Jamie's Festive Feast


  1. Preheat the oven to 220°C/427°F/gas 7. Take the pork out of the fridge and allow to come up to room temperature.
  2. Using a sharp knife, score both the pork fat and skin at 2cm intervals in a criss-cross pattern. Season both with a good pinch of sea salt and freshly ground black pepper, then rub over the fennel seeds and a drizzle of oil.
  3. Peel and finely slice the onions, then place into a large roasting tray (roughly 30cm x 40cm). Stir in the molasses, vinegar and a pinch of salt and pepper, then place the pork loin on top.

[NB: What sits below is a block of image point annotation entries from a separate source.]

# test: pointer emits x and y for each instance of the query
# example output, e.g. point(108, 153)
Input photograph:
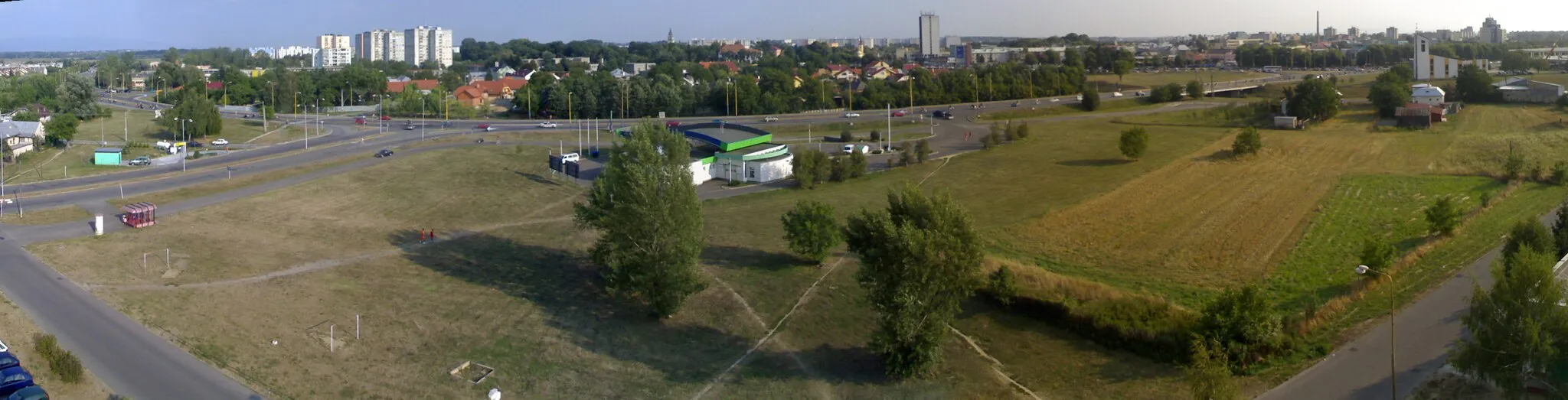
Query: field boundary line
point(996, 366)
point(799, 301)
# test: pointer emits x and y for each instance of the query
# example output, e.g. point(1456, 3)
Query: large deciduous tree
point(1518, 327)
point(646, 210)
point(920, 258)
point(811, 229)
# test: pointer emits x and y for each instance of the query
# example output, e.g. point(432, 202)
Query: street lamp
point(1393, 376)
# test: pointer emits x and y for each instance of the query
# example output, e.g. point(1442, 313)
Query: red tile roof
point(422, 83)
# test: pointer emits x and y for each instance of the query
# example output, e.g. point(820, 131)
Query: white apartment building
point(427, 43)
point(294, 50)
point(333, 41)
point(333, 57)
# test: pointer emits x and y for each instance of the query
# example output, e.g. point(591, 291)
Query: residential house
point(423, 85)
point(21, 135)
point(1427, 95)
point(1529, 91)
point(488, 91)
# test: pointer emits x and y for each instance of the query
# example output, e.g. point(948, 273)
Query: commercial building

  4. Put the tray on the middle shelf of the hot oven, then place the skin directly onto the top shelf – the fat will drip down onto the meat to make it even juicier. Cook, stirring halfway, for around 1 hour 20 minutes, or until the pork is cooked through, the crackling is golden and puffed up, and the onions are soft and sweet. Check on the crackling after about 1 hour – if it’s done, remove to a board.
  5. Meanwhile, shred the lettuce, finely slice the tomatoes, roughly chop the cucumber and pick the mint leaves.
  6. Remove the pork to a board to rest, then use a slotted spoon to transfer the dark jammy onions to a small bowl.
  7. Preheat a griddle pan over a high heat and start griddling the tortilla wraps until each one is bar-marked and warmed through, turning halfway.
  8. Snap the crackling into pieces, then carve up the pork and place all the elements onto a large board or serving platter.
  9. Halve the pomegranate, then hold one half in your palm cut-side down over the platter, then bash with the back of a spoon so the seeds tumble out.
  10. Cut the lemons in half and drain the pickled chillies.
  11. Serve the platter with the tortillas, yoghurt, lemon wedges and pickled chillies on the side, then let everyone build their own beautiful kebab.